UBS continues to view AUD strength as unsustainable, but the Portfolio has nevertheless removed QBE Insurance ((QBE)) and CSL ((CSL)) while adding Incitec Pivot ((IPL)), Star Entertainment ((SGR)) and GPT Group ((GPT)). The removal of CSL follows the concern that market expectations for growth in FY18 might be above what the company can deliver.

Note to paying subscribers: all Weekly Insights updates since early February this year have included updates on Conviction Calls, with the sole exception of the July 3 edition. See Rudi's Views on the FNArena website to access the archive of past updates.

Worry About The '7' In 2017

Too often market predictions are based upon seasonal patterns. Alas, these seasonal patterns are not always an accurate guide as shown by the local share market's performance last month. Historically, July should be among the strongest performers in any given calendar year. This year proved different.

Investors might want to keep this in mind when considering the fact that many share market corrections/sell-offs have historically occurred in calendar years ending with '7'. Think 1937. And 1987. Even 2007 had one big sell-off on the back of Bear Stearns defaulting, before leading into the 2008/early 2009 bear market.

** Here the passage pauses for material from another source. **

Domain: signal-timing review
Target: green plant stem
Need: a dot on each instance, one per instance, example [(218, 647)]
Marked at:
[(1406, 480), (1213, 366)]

Going back into history, it turns out 1907, 1917, 1957 and 1977; they all delivered the big share market sell-down.

Given US equities are currently experiencing one of their longest streaks without a 5% correction, and valuations are high, and market breadth is low, and the calendar shows the year 2017… you get the picture.

Here's a deeper look into the worries that keep investors in the USA awake at night:

http://www.financialsense.com/frank-barbera/2017-bull-market-time-run-out?utm_source=newsletter&utm_medium=email&utm_campaign=weekly

Resources Stocks: It's Different In August

Since every financial commentator and his dog likes to refer to Sir John Templeton's famous statement about the four most dangerous words in investing being "This Time It's Different", I reshuffled the wording in the title above this piece on resources stocks.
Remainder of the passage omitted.